Junior Job Positions were thought lacking for some time (they are the least ‘capital-efficient’ for companies), even despite the “who’s gonna become seniors if you don’t hire juniors” rhetoric? It undermines growth/significance for market entrants.
Inflection points
Let’s start with the assumption that the success of generative AI was a bit of a paradigm shift. And yeah - using it for programming was one, too.
What’s to happen next?

From this survey
Again, IMO:
Possible Snowballing events look like they’ll happen mostly in offices, social network posts, etc ➡️ e.g. the anti-RTO (Return To Office) trend in over 70% companies now, overemployment tactics, etc.
Gaping conflicts of less job postings/more unemployed + higher turnover ➡️ unclosed Human need for safety ➡️ more rants, more therapy clients due to increased frustration? (always!)

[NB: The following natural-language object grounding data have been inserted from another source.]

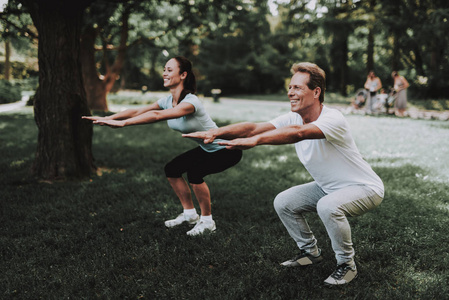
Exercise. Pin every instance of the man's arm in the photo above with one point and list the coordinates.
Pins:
(285, 135)
(233, 131)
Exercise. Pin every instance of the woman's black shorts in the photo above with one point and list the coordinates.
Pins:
(198, 163)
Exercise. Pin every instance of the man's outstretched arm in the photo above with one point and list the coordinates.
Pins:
(240, 130)
(285, 135)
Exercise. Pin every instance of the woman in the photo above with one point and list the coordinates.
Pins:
(185, 113)
(372, 84)
(400, 86)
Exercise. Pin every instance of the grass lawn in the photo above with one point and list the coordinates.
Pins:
(105, 238)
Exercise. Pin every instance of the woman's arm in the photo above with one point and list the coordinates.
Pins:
(150, 116)
(126, 114)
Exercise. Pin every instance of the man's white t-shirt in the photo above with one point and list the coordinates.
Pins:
(333, 162)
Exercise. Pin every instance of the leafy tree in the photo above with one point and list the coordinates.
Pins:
(16, 32)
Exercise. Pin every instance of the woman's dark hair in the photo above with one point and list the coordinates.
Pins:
(190, 82)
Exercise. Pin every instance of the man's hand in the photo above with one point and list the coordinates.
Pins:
(242, 144)
(207, 136)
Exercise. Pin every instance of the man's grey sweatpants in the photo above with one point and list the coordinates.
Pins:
(332, 208)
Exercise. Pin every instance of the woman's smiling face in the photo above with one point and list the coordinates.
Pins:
(171, 75)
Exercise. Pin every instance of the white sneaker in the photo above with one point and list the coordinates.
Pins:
(342, 275)
(201, 227)
(181, 219)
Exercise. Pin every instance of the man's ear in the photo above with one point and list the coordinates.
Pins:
(317, 92)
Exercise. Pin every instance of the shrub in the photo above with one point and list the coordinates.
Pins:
(9, 92)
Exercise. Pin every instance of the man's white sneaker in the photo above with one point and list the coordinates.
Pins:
(342, 275)
(202, 227)
(181, 219)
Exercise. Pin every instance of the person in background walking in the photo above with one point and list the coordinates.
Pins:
(400, 87)
(372, 84)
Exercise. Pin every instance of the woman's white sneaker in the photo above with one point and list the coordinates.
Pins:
(181, 219)
(202, 227)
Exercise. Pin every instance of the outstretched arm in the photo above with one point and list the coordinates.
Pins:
(285, 135)
(233, 131)
(126, 114)
(146, 116)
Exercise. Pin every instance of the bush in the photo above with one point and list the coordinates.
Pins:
(9, 92)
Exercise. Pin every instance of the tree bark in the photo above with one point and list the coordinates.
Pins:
(64, 139)
(7, 72)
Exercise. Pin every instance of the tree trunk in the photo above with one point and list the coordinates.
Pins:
(64, 139)
(7, 72)
(370, 50)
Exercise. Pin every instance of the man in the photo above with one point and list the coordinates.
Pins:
(344, 184)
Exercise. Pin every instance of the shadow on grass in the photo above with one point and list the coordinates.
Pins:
(105, 238)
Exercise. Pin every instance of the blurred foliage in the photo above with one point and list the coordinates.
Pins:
(9, 92)
(240, 46)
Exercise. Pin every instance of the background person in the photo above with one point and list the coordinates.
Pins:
(400, 87)
(344, 183)
(184, 112)
(372, 84)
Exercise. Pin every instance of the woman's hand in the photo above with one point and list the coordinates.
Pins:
(207, 136)
(242, 144)
(104, 121)
(93, 118)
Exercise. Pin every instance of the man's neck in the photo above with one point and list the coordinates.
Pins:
(313, 114)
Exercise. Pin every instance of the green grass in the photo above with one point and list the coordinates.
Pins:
(105, 238)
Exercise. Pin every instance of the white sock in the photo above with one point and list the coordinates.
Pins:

Some predict a crisis - but is this what’s important? Maybe what matters is the influx and gentrification of e.g. trade jobs? Juniors really seems less in demand - new grads now account for just 7% of hires at Big Tech firms—down 25% from 2023.
Regardless of what happens - automation slowly affects and erodes more fields; more low-paying jobs under Damocles ➡️ more instability and unrest in low-income areas? We’re not seeing any signs of moving towards post-scarcity, and it’s unlikely most governments/companies will try doing so.
Looking through the possibility of Inflection points: more automation may happen, or we may arrive at some auto-generating software, or offshoring developers to save money ➡️ that’ll only make the situation ‘worse’, won’t it? PS. Seems to be confirmed real-time by stats - over 10,000 positions reported lost in the Lethe.